The Gillies Last Lament

This is the story of a bagpiper who lost his way but found compassion and truth at the ‘graveside’.

As a bagpiper, I play many gigs and recently I was asked by a Highland funeral director to play at the graveside service for an old gillie.  He explained that the old boy had out lived all known family and had no friends save his old collie dog – Anny.  Since his death Anny had been adopted and looked after by a local family.

With respect for this kind man and to save him from a paupers grave, local and not so local salmon & trout fishers, he had known over the years and benefited his knowledge clubbed together and sent money to his local Kirk to pay for the funeral, they in turn paid the funeral director.

As I was not familiar with the Highlands, I got lost, and being a typical man, and running late, I did not stop for directions.   My sat-nav was with the wife and my phone had died.

I finally arrived an hour late and saw the funeral guy had evidently gone and the hearse was nowhere in sight.  There were only the grave diggers left and they were eating lunch.  I felt badly and apologized to the men for being late.  I went to the side of the grave and looked down and saw the vault lid was already in place. I did not know what else to do, so I decided to play for him. I changed in the back of the car from tracksuit to full highland dress – bonnet, doublet and tartan kilt of the Hunting Stuart.

The workers put down their lunches and began to gather around the grave.  I played out my heart and soul for this man of the lochs and burns with no family or friends around to see him off.  I felt in my heart I had to justify his very existence with the music of my pipes, to celebrate this man, his way of life and more importantly, his sad and lonely death.

I played like I have never ever played before to the memory of this ancient river man.  An old lady walking her dog came over to see what was going on.  Two kids on bikes stopped and joined us at the grave side.

And as I played “Amazing Grace”, the workers began to weep.  They wept, I wept, the old lady wept we all wept together. By her side the little Westie sat to attention and with a glistening nose bowed his head in canine respect. The two cyclists were hugging each other crying on each other’s shoulder.

I played my heart out for this good old man, this man with no friends. I played my heart out for the love he’d had for his rivers and his lochs,

I played for his love for the Highlands and I played for his love of his chosen, insular career.

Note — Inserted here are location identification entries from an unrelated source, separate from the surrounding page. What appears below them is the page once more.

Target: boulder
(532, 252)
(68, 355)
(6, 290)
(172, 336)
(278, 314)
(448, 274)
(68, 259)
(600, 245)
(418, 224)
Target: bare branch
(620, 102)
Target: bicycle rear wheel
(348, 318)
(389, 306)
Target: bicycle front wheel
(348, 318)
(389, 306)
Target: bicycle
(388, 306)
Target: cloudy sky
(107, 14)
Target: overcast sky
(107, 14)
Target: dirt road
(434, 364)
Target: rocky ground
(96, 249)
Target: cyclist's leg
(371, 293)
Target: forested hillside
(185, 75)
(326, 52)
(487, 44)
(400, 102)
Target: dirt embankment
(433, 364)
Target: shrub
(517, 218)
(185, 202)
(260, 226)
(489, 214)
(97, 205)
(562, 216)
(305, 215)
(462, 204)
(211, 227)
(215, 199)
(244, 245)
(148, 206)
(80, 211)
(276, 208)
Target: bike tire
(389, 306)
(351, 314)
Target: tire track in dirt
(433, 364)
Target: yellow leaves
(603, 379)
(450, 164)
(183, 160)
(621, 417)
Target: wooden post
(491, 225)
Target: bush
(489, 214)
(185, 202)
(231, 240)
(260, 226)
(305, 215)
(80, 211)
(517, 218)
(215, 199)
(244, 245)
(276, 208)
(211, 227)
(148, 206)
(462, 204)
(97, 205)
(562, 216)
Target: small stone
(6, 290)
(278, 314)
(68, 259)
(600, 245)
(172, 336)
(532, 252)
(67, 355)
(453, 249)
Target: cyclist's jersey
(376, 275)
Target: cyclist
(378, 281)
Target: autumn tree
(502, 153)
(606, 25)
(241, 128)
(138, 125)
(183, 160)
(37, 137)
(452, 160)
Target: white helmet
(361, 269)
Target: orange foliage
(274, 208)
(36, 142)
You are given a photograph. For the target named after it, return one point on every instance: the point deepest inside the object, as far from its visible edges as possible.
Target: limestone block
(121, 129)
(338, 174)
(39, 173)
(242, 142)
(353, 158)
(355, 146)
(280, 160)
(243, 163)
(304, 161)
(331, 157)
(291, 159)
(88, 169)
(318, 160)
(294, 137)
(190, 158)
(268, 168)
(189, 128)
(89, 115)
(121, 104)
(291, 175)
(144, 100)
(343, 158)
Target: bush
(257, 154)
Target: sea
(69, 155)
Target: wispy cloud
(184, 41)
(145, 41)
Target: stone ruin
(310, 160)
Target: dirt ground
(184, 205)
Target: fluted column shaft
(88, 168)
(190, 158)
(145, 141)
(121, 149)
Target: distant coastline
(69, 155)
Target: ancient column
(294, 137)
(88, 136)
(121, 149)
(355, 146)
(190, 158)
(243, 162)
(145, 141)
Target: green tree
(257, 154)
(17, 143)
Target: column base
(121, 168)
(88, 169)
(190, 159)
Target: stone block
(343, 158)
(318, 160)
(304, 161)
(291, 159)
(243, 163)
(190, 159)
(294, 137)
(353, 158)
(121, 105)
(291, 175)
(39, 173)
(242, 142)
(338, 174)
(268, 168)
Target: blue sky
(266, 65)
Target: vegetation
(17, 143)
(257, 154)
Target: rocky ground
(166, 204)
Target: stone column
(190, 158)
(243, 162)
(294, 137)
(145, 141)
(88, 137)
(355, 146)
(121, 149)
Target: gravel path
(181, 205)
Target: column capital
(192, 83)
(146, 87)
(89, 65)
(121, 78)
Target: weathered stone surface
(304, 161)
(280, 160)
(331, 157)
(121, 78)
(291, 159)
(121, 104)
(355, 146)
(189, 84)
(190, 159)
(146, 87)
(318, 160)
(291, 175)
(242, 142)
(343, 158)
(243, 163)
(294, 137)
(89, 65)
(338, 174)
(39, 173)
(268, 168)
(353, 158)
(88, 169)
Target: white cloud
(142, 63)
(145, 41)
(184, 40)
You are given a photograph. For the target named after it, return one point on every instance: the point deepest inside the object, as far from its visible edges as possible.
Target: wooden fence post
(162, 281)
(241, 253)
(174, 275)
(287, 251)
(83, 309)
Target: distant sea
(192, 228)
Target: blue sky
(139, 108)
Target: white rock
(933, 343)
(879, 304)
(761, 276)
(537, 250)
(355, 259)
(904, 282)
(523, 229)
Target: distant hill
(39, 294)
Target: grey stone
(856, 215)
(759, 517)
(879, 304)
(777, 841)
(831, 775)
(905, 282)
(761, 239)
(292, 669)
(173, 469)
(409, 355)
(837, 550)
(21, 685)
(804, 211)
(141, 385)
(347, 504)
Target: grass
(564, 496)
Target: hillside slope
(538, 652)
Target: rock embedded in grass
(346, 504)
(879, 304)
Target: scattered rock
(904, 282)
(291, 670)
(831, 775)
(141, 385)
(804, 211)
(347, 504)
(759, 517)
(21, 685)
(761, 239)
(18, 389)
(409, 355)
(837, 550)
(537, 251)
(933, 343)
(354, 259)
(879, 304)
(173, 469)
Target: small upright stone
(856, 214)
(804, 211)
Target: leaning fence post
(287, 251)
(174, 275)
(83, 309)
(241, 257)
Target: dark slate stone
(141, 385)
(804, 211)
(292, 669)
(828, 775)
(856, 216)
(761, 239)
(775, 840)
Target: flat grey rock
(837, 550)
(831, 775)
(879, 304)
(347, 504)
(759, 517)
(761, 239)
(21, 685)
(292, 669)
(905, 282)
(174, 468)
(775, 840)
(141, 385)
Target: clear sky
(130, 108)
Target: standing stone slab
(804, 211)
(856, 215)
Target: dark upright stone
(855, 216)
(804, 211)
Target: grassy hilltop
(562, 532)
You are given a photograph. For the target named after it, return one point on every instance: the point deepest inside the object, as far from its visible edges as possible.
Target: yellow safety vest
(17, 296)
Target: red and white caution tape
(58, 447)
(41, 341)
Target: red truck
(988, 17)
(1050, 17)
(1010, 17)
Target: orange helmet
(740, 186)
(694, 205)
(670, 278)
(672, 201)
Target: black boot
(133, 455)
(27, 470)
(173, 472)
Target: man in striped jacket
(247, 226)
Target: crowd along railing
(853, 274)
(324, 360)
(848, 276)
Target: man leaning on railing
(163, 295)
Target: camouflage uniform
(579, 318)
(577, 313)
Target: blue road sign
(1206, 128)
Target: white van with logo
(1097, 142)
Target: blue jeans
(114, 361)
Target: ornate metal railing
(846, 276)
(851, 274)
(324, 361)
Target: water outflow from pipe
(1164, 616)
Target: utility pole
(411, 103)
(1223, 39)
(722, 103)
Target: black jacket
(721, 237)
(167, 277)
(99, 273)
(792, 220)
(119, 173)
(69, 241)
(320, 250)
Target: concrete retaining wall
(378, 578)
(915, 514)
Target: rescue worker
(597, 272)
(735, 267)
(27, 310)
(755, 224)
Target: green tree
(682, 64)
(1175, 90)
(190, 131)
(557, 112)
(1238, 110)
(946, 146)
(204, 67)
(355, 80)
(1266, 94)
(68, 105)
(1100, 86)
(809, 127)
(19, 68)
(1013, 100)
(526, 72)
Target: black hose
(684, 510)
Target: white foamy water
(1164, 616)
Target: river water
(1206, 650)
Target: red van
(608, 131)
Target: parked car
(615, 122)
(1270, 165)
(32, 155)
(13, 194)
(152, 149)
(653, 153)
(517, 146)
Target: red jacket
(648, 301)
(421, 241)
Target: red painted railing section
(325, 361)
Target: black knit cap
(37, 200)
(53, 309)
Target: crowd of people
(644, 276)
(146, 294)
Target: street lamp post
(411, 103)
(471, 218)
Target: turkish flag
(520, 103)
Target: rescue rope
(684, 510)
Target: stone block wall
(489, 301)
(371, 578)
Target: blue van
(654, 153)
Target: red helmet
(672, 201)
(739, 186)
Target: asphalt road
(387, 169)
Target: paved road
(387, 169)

When I had finished, I dried my eyes, packed up my bagpipes and started for my car. The old lady thanked me and the men dried their own tears. She went on her way, her little dog trotting merrily by her side.

The two kids, sleeve dried their eyes and biked off.   My head was hung low, but my heart was fulfilled.  I felt I had achieved a far higher state of consciousness and calmness. I felt happy and content inside.

As I opened the door to my car, I heard one of the grave diggers say,

“D’you know boys – I’ve been installing septic tanks for the last thirty

years and I’ve never, ever, seen anything quite like that before?”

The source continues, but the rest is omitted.